Also, as various sealing members of a solar power generation device (solar cell), particularly as a sealing sheet, adhesion to glass is particularly important from the viewpoint of ensuring reliability. In a 90 ° peel test by a floating roller method peel test, it is preferable to exhibit a peel strength (adhesive strength) of 25 N / 25 mm or more.

Further, as a sealing sheet for a solar power generation device (solar cell), it is preferable for sealing that the sheet body is substantially thermoplastic, and therefore, crosslinking and other effects due to electron beam irradiation are inorganic. It is preferably limited to the vicinity of the sheet surface that requires adhesion to a material such as glass. For this purpose, it is generally preferable to control the electron arrival depth by changing the acceleration voltage of the electron beam, or to irradiate only the surface that requires adhesion. The center of the sheet or the surface opposite to the electron beam irradiation surface is substantially not irradiated with the electron beam, and is preferably thermoplastic for the sealing resin sheet for the photovoltaic power generation apparatus. In a preferable example in which the interaction only in the vicinity of the surface is reinforced, the degree of cross-linking with respect to the entire sheet is substantially low. It is as follows. The gel content is determined according to ASTM D-2765-84.

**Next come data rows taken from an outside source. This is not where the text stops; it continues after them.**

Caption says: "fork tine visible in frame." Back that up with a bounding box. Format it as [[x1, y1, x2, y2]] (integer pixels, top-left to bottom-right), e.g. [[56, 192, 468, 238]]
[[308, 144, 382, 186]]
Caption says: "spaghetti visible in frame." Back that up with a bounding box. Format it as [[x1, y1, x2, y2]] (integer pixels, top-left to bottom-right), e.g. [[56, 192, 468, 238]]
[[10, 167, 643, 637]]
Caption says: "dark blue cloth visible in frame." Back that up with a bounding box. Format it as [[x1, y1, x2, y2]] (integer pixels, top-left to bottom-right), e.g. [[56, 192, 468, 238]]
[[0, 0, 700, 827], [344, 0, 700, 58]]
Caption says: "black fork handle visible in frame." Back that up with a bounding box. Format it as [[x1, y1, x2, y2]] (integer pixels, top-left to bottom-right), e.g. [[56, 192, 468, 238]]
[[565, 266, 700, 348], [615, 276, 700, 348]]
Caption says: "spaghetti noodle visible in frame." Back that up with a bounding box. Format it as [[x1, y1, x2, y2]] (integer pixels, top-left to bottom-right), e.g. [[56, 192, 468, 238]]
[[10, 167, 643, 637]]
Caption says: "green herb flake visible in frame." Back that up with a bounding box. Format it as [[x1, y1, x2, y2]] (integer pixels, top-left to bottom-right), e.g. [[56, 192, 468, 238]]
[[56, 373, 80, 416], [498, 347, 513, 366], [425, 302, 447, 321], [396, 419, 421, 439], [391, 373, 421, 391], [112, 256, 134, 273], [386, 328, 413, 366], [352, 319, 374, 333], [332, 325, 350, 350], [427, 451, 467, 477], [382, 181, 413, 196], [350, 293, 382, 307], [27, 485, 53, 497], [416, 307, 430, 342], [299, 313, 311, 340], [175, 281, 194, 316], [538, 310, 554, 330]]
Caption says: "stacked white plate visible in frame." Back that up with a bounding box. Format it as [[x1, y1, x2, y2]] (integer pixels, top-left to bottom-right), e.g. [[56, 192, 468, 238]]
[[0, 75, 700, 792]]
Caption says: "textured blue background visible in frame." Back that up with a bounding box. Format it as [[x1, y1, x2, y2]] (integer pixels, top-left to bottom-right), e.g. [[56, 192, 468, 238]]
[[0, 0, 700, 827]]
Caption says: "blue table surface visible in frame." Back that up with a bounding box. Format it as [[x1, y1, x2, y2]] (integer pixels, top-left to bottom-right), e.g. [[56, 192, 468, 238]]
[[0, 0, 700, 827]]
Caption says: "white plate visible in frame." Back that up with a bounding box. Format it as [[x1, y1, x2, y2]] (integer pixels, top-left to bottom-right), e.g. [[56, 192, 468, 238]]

Moreover, in preferable embodiment as a sealing material of a solar power generation device (solar cell), from the hindered amine light stabilizer which capture | acquires the radical produced | generated by the ultraviolet absorber which converts light energy into harmless thermal energy, and photooxidation. Formulated with light-proofing agent. Examples of the ultraviolet absorber include benzotriazole, triazine, benzophenone, benzoate, oxalic anilide, and malonic ester. The mass ratio of the ultraviolet absorber and the hindered amine light stabilizer is in the range of 1: 100 to 100: 1, and the total mass of the ultraviolet absorber and the hindered amine light stabilizer is the light-proofing agent mass. The range is 0.05 to 5 parts by mass with respect to 100 parts by mass. The light-proofing agent as described above can be obtained, for example, as ADEKA STAB LA series from ADEKA Corporation or as Sumisorb series from Sumika Chemtex Co., Ltd.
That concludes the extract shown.